После того, что случилось с Борисом, показалось ей, что где-то внутри разбилось стекло, что-то почти невидимое треснуло и рассыпалось на мириады минут и слов. Но при этом она оставалась собой. Она болела и жгла себя нутряным жаром. Она выворачивала себя, как выворачивают свитер грубой вязки, так, что видны швы и петли. Но всё было по-другому. Сейчас же она ощутила себя вдовой. Ощутила себя человеком, половина которого уже не здесь, не в этом мире и которому теперь жить вот так, хромая мыслями и делами.


Кира стала взрослой как-то внезапно. Ещё вчера она с визгом прыгала на спину братьям, гоняла на велике по дорожкам и выуживала головастиков в канаве. Ещё вчера она, сопя и высунув язык, штопала колготки, натянув их на шестидесятиваттную лампочку. И вот уже красит ресницы, стрижет волосы модным итальянским каскадом и идёт на дискотеку. Ещё миг — заканчивает школу и уезжает поступать в Ленинградский электротехнический институт.

Последнее время перед поступлением Татьяна изнервничалась по поводу дочери. Раньше она могла быть вполне спокойна, поскольку Валентин учился на один класс старше и приглядывал за сестрой, то и дело отшивая особо ретивых поклонников. Но уже год как он уехал в Москву, и «пасти» Киру в школе стало некому. Конечно, одноклассники ничего такого себе не позволяли, опасаясь кулаков Васьки, которого на Острове знали и если не боялись, то уважали. Но всё равно сердце матери было не на месте. Да и Васька приносил ей переживания, поскольку знала за сыном способность, не особо разбираясь, заехать кому надо и не надо в лицо огромным своим кулаком.
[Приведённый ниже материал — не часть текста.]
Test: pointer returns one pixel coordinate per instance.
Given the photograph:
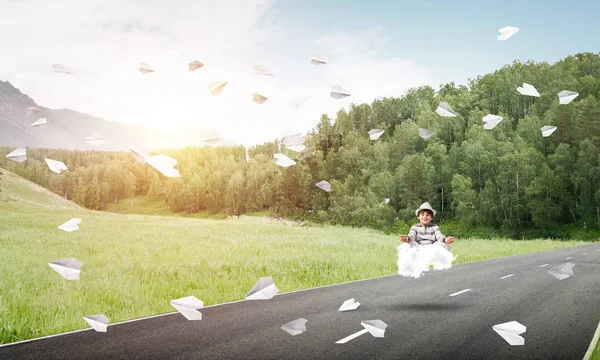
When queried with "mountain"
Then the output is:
(67, 129)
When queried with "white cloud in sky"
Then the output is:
(104, 42)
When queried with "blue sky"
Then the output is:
(458, 37)
(373, 48)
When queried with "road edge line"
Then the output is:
(588, 354)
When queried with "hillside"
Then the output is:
(512, 177)
(17, 191)
(67, 129)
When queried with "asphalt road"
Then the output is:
(424, 322)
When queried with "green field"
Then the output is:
(133, 265)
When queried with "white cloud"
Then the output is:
(104, 42)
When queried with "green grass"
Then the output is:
(133, 265)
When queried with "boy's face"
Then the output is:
(425, 217)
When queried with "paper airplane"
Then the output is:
(195, 65)
(490, 121)
(216, 87)
(95, 140)
(60, 68)
(349, 304)
(258, 98)
(374, 327)
(56, 166)
(295, 327)
(189, 307)
(562, 271)
(445, 110)
(425, 134)
(97, 322)
(528, 90)
(374, 134)
(68, 268)
(318, 61)
(547, 130)
(164, 164)
(18, 155)
(565, 96)
(140, 155)
(506, 32)
(71, 225)
(283, 160)
(338, 92)
(324, 185)
(263, 289)
(145, 68)
(510, 332)
(32, 110)
(40, 121)
(297, 148)
(261, 70)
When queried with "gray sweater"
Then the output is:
(425, 235)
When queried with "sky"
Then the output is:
(372, 48)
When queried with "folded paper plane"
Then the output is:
(60, 68)
(97, 322)
(40, 121)
(258, 98)
(145, 68)
(263, 289)
(216, 87)
(32, 110)
(56, 166)
(506, 32)
(189, 307)
(374, 134)
(318, 61)
(338, 92)
(195, 65)
(425, 134)
(373, 327)
(547, 130)
(18, 155)
(295, 327)
(261, 70)
(349, 304)
(445, 110)
(510, 332)
(565, 96)
(68, 268)
(71, 225)
(528, 90)
(324, 185)
(562, 271)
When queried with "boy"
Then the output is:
(413, 260)
(426, 232)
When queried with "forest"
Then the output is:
(509, 178)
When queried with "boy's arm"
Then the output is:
(412, 236)
(438, 235)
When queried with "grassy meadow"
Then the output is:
(133, 265)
После возвращения с флота, где прослужил он три года, Васька считался на Острове авторитетом. Дружить или хотя бы показывать своё с ним близкое знакомство считалось для пацанов признаком крутизны. Вернулся он несколько шалым, словно иным. Но вёл себя как взрослый, рассуждал и поступал соответственно. Если бы только не дрался…
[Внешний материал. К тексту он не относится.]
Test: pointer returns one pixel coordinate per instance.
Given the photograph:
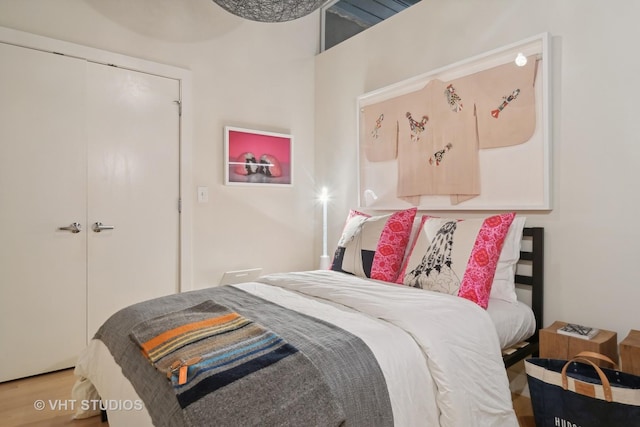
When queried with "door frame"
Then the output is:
(32, 41)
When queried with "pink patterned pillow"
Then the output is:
(374, 246)
(457, 257)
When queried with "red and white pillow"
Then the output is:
(458, 257)
(374, 246)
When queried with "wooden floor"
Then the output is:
(19, 399)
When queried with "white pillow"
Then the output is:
(504, 286)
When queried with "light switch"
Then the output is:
(203, 194)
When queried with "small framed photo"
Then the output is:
(257, 158)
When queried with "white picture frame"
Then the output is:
(511, 178)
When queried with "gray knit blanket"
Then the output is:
(305, 372)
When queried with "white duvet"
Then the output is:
(439, 354)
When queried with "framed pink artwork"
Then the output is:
(257, 158)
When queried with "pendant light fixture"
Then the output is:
(270, 10)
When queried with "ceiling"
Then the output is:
(369, 12)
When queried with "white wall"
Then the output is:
(245, 74)
(591, 233)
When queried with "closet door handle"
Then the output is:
(98, 227)
(74, 228)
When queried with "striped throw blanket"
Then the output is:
(207, 347)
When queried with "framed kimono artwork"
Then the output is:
(471, 136)
(257, 158)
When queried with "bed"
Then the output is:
(350, 349)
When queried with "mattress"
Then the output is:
(514, 322)
(440, 354)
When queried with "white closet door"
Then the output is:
(133, 186)
(42, 187)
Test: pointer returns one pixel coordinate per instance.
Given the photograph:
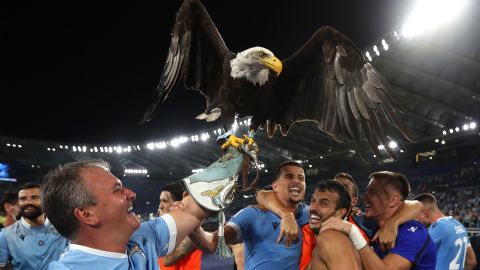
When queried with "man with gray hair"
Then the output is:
(88, 205)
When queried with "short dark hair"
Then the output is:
(176, 189)
(344, 200)
(426, 198)
(397, 181)
(64, 190)
(349, 177)
(29, 186)
(278, 170)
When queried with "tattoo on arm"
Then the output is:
(179, 252)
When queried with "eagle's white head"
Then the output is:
(253, 64)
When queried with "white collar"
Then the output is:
(26, 224)
(99, 252)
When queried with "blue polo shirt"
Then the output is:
(27, 247)
(451, 240)
(259, 231)
(414, 244)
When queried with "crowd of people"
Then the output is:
(82, 218)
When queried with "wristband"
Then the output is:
(357, 238)
(286, 215)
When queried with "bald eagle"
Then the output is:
(327, 81)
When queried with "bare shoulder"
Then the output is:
(331, 238)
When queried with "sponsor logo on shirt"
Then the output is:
(412, 229)
(275, 225)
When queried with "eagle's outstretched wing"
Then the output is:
(329, 81)
(196, 56)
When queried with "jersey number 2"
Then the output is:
(462, 249)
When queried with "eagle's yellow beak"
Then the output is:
(273, 63)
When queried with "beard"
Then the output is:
(31, 214)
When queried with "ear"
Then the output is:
(354, 201)
(340, 212)
(87, 216)
(394, 200)
(274, 186)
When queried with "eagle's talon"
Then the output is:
(232, 141)
(248, 140)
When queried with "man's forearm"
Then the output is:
(409, 210)
(203, 240)
(270, 201)
(370, 260)
(185, 247)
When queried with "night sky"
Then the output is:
(86, 73)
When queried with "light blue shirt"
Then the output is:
(152, 239)
(259, 231)
(413, 244)
(451, 240)
(27, 247)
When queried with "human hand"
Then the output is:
(176, 206)
(386, 236)
(338, 224)
(288, 229)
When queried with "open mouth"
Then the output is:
(294, 190)
(315, 219)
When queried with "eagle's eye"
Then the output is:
(262, 54)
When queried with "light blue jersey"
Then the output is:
(152, 239)
(27, 247)
(259, 231)
(451, 240)
(413, 244)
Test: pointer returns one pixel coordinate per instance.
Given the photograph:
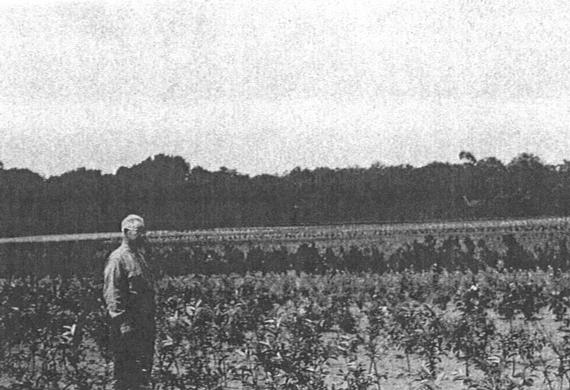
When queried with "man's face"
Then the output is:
(136, 236)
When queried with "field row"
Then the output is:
(455, 330)
(329, 232)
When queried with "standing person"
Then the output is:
(130, 298)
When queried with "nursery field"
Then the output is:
(470, 307)
(447, 330)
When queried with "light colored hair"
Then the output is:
(132, 221)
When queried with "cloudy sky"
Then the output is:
(265, 86)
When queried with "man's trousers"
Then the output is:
(133, 357)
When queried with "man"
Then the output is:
(129, 295)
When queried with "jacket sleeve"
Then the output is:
(115, 291)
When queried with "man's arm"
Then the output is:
(116, 295)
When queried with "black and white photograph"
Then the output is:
(284, 195)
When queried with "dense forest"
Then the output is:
(173, 195)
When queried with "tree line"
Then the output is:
(171, 194)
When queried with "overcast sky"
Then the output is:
(265, 86)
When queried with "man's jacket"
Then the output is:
(129, 289)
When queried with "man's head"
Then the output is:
(134, 231)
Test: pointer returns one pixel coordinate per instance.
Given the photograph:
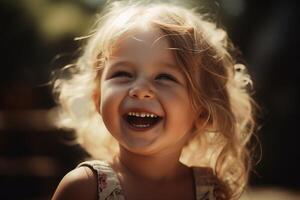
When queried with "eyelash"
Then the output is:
(121, 74)
(160, 76)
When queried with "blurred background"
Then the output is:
(37, 37)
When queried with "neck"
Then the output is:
(154, 167)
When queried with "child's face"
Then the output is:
(144, 97)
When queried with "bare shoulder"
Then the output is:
(80, 183)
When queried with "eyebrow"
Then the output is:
(129, 63)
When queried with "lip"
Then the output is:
(141, 110)
(142, 129)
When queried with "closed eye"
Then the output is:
(166, 77)
(121, 74)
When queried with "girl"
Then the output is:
(161, 80)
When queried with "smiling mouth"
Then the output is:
(142, 121)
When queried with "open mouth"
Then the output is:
(142, 120)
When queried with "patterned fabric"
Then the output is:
(109, 187)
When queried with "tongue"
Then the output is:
(141, 121)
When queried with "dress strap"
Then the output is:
(204, 183)
(108, 185)
(208, 185)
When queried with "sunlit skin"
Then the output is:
(142, 74)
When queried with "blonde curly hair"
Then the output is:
(218, 88)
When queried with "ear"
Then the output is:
(96, 100)
(204, 122)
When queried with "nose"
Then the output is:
(141, 90)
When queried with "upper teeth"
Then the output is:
(142, 114)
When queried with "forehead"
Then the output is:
(143, 44)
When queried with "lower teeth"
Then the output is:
(141, 125)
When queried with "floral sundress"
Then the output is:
(109, 187)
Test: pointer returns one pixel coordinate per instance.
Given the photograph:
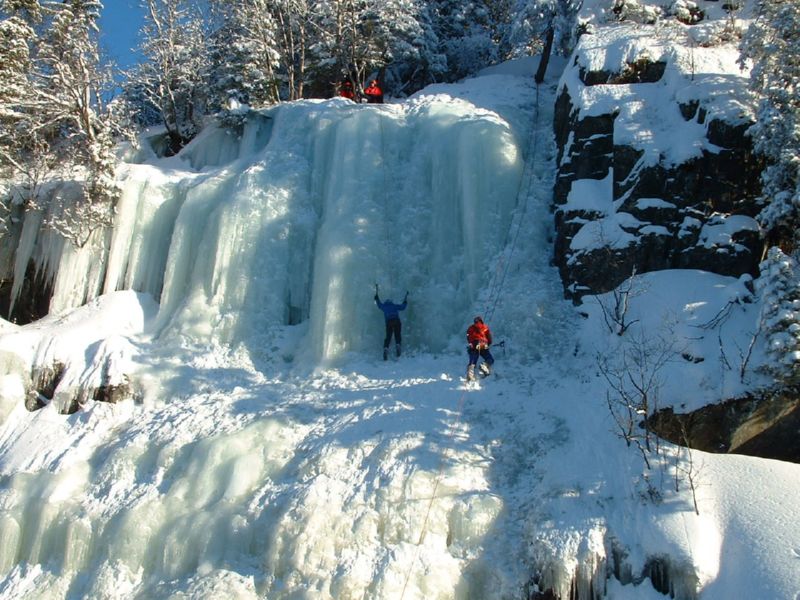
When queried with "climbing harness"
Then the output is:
(385, 169)
(438, 480)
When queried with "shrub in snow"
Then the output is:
(686, 12)
(769, 42)
(779, 285)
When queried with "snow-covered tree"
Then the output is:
(772, 44)
(174, 73)
(469, 33)
(412, 55)
(356, 39)
(779, 285)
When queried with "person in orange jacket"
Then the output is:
(374, 93)
(479, 338)
(346, 90)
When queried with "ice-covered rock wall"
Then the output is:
(293, 219)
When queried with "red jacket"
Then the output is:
(374, 94)
(479, 333)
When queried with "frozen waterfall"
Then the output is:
(294, 219)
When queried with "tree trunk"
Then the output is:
(548, 47)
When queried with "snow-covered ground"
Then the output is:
(271, 453)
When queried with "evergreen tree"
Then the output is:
(535, 20)
(174, 75)
(56, 115)
(244, 56)
(469, 33)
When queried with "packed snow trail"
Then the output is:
(252, 464)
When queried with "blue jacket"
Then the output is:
(389, 308)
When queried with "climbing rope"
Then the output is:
(523, 192)
(495, 289)
(385, 169)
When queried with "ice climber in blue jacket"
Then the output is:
(391, 313)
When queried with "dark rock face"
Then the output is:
(767, 426)
(694, 215)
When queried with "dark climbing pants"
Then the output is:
(393, 327)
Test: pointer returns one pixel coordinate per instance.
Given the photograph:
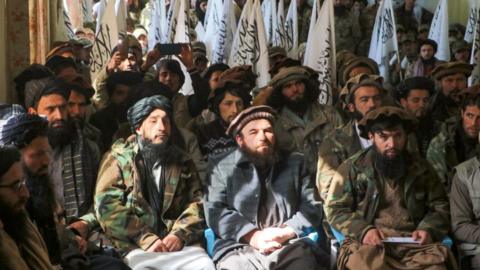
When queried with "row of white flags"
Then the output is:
(246, 42)
(472, 35)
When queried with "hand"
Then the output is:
(114, 62)
(152, 57)
(173, 242)
(158, 246)
(373, 237)
(422, 236)
(279, 235)
(261, 240)
(82, 244)
(186, 56)
(81, 227)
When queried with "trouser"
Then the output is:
(189, 257)
(299, 255)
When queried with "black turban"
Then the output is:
(144, 107)
(8, 156)
(21, 129)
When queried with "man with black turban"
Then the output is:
(21, 245)
(148, 196)
(29, 134)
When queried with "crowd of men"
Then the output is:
(126, 172)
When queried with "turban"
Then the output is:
(248, 115)
(8, 156)
(20, 130)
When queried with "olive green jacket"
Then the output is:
(354, 196)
За Кирой увивались почти все мальчики класса. Бывают такие принцессы, ставящие себя так, что все, включая девочек да и некоторых учителей, пасуют перед напором их и самостью. Выросла она ладной, с высокой грудью, длинными ногами, красивыми бёдрами, затянутыми в дефицитный голубой «ливайс». Джинсы, конечно, достала Лидка. Она вообще, в отличие от Татьяны, девочку баловала, чем время от времени накликала на себе справедливый гнев матери.

— Лидка, ну какого чёрта ты ей эти шмотки привозишь? И духи эти. Девочка и так возгордилась, терроризирует всех в округе. Ведёт себя несоответствующе возрасту. А тут ещё ты с эти дарами.
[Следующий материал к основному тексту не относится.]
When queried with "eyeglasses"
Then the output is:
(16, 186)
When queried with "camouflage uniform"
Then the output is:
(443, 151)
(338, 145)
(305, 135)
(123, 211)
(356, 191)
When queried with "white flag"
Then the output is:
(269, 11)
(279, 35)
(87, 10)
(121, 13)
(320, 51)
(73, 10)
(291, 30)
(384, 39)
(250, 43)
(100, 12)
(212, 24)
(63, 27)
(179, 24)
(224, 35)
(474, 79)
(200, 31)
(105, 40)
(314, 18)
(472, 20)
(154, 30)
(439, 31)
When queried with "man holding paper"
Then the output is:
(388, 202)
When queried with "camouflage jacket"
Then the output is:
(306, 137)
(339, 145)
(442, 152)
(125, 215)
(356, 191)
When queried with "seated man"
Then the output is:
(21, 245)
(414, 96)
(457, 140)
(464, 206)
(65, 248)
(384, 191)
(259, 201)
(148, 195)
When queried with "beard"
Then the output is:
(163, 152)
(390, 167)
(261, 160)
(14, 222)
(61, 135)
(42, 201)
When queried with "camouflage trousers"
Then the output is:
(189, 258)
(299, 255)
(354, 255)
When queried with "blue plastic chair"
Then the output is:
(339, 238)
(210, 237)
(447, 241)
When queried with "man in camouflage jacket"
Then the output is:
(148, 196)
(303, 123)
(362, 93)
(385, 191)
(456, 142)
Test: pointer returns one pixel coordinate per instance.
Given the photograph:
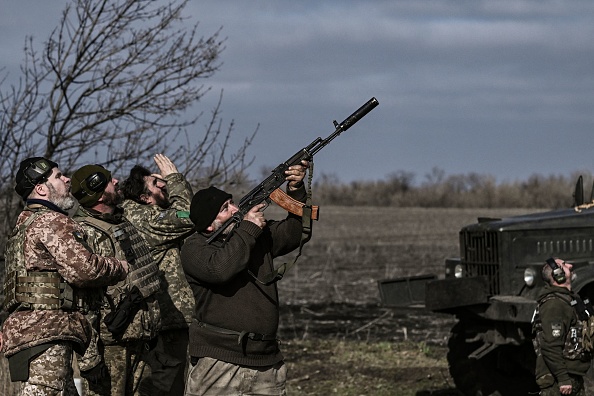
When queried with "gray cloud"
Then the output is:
(498, 87)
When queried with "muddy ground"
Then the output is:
(365, 322)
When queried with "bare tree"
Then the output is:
(113, 85)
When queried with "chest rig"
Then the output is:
(129, 245)
(577, 345)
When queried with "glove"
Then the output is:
(96, 374)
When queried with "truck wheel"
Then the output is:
(502, 371)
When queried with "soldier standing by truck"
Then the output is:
(130, 320)
(158, 205)
(48, 265)
(561, 359)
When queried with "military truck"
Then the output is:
(492, 288)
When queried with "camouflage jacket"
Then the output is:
(146, 322)
(55, 242)
(165, 231)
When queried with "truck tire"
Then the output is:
(501, 372)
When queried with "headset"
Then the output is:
(558, 272)
(96, 182)
(92, 184)
(38, 171)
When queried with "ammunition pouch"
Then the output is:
(40, 291)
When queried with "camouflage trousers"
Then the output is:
(50, 374)
(210, 377)
(144, 368)
(577, 385)
(126, 369)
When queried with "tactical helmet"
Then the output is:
(32, 171)
(88, 184)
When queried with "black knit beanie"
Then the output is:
(206, 205)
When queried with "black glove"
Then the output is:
(96, 374)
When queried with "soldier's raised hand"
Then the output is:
(166, 167)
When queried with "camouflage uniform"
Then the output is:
(44, 338)
(125, 355)
(557, 331)
(165, 231)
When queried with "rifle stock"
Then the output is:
(289, 204)
(263, 191)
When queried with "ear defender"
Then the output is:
(558, 273)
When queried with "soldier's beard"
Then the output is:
(162, 202)
(112, 199)
(63, 201)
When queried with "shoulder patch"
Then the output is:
(556, 329)
(79, 237)
(182, 214)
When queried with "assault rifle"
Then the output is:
(268, 189)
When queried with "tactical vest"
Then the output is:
(576, 346)
(129, 245)
(27, 290)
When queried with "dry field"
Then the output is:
(339, 339)
(354, 247)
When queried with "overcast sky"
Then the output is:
(504, 88)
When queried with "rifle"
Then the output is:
(265, 189)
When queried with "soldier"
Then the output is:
(233, 343)
(561, 360)
(130, 319)
(48, 263)
(158, 206)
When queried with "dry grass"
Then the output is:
(354, 247)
— Ох, девонька моя, — Лидка закуривала длинную коричневую сигарету More и усаживалась в кресло, закинув ногу на ногу, — вот что я тебе, подруга, скажу. Нехрен делать из неё комсомолку. Нехрен! Хватит уже того, что ты у нас такая правильная. Пусть будет сама собой, пусть добивается в жизни большего, чем простое бабское счастье с детьми и мужем под боком. А ей дано. Уж не знаю, как там Андреич колдовал над своим семенем, но девка вышла хоть куда. И не паси её. Она себя в обиду не даст. Не из таких.